Chapter 1. Probability and Statistics

Abstract

The basic concepts and results of probability and stochastic processes needed later in the book are reviewed here. The emphasis is descriptive and PC-Exercises (PC= Personal Computer), based on pseudo-random number generators introduced in Section 3, are used extensively to help the reader to develop an intuitive understanding of the material. Statistical tests are discussed briefly in the final section.
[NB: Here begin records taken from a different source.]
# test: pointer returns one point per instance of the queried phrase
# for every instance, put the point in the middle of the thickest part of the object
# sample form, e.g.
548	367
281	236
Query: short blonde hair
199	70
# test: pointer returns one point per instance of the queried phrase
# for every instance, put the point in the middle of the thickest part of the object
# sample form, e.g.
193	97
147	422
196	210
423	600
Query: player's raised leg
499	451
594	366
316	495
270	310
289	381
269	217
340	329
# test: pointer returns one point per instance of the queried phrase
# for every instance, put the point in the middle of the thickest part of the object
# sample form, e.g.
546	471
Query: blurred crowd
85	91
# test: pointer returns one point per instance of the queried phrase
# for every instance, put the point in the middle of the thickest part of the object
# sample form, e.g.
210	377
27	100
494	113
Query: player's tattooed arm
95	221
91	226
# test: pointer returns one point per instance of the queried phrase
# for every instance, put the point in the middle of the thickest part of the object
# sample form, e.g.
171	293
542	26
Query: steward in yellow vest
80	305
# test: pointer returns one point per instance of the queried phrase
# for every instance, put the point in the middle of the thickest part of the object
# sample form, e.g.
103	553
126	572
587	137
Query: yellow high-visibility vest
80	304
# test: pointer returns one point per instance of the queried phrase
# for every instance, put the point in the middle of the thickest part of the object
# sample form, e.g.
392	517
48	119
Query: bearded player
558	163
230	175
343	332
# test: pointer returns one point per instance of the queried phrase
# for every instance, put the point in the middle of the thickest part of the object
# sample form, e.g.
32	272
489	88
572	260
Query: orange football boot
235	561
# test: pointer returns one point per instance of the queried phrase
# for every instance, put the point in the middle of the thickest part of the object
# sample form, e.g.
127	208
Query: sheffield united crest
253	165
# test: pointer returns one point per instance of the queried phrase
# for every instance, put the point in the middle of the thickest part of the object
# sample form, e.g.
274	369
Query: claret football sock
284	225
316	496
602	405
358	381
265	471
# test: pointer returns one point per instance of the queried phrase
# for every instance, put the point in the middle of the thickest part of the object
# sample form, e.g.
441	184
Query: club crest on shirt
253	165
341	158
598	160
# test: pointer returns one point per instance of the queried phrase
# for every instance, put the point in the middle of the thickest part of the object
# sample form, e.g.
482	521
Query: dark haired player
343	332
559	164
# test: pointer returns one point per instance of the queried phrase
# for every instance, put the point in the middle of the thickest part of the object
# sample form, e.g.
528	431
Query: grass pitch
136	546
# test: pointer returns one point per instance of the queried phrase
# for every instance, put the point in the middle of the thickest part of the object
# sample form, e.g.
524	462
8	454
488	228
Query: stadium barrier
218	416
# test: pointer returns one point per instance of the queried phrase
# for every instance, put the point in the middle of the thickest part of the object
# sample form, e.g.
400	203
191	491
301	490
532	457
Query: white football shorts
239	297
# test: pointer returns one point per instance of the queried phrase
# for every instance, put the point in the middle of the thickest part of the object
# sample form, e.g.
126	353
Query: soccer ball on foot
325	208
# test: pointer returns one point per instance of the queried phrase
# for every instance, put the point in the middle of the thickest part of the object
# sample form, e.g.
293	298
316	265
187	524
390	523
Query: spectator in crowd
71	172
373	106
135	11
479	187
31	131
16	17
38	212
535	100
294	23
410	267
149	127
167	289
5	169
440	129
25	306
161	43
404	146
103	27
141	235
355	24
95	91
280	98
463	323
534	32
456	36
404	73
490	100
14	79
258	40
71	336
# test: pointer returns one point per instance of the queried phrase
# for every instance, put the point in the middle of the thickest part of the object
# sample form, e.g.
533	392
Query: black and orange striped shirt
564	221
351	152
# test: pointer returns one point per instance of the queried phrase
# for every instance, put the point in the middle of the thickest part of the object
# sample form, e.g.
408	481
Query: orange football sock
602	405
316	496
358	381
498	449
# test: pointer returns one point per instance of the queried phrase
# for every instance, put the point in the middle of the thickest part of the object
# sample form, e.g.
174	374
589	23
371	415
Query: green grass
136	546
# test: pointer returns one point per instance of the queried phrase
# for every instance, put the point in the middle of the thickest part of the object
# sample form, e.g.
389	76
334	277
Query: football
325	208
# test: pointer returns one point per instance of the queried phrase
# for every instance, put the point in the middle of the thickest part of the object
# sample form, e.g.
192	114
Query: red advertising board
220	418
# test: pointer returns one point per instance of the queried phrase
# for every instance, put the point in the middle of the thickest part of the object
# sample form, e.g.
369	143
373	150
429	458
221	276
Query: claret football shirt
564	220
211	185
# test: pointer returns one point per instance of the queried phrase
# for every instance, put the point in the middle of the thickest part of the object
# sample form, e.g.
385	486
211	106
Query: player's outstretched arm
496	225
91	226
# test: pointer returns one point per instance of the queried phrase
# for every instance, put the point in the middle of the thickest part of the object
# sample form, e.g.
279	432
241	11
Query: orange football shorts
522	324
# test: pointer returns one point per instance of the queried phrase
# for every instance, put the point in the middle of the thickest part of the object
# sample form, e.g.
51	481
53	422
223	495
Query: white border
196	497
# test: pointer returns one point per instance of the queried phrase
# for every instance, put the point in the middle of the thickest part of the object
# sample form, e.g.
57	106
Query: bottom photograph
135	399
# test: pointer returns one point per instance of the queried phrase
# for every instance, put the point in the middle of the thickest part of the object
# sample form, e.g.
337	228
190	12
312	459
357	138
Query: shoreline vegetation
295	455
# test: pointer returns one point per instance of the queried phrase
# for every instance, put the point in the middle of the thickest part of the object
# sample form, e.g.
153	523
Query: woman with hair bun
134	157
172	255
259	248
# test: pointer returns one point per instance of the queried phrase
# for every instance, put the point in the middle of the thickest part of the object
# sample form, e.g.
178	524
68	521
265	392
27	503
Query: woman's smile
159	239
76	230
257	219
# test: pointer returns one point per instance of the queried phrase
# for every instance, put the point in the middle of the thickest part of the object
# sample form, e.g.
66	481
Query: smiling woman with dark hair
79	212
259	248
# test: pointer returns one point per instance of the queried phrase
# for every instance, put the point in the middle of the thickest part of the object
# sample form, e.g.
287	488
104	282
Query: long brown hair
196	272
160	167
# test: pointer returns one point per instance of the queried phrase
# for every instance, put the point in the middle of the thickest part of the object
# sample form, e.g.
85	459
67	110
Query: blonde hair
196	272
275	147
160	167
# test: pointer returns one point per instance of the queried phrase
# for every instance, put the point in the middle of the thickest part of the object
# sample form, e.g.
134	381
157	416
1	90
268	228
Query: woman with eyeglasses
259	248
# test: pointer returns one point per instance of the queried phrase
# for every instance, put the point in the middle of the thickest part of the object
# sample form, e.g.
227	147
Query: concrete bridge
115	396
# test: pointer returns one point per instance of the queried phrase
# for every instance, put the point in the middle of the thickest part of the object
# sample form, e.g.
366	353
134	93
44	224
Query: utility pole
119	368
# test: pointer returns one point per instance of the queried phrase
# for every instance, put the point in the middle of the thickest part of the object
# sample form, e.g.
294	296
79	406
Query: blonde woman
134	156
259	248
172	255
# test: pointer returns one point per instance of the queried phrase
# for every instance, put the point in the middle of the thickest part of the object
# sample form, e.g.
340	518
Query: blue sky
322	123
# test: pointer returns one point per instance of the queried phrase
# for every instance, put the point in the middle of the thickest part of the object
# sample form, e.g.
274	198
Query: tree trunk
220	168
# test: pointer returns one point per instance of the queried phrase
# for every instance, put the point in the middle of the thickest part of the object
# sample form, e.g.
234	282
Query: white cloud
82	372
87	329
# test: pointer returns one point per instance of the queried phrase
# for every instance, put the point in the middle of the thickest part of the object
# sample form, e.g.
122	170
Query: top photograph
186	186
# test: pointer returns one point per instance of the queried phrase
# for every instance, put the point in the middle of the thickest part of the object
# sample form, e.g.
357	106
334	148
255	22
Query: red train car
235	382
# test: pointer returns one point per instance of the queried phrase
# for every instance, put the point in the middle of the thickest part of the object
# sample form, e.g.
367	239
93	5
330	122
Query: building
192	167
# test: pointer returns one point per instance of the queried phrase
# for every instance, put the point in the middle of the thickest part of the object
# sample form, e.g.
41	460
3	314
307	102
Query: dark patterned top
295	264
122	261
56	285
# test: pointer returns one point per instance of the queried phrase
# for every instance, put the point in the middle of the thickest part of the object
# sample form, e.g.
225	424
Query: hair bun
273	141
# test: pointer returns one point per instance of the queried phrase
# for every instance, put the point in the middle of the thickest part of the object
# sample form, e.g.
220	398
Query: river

Peter E. Kloeden, Eckhard Platen

Chapter 2. Probability Theory and Stochastic Processes

Abstract

Like Chapter 1, the present chapter also reviews the basic concepts and results on probability and stochastic processes for later use in the book, but now the emphasis is more mathematical. Integration and measure theory are sketched and an axiomatic approach to probability is presented. Apart form briefly perusing the chapter, the general reader could omit this chapter on the first reading.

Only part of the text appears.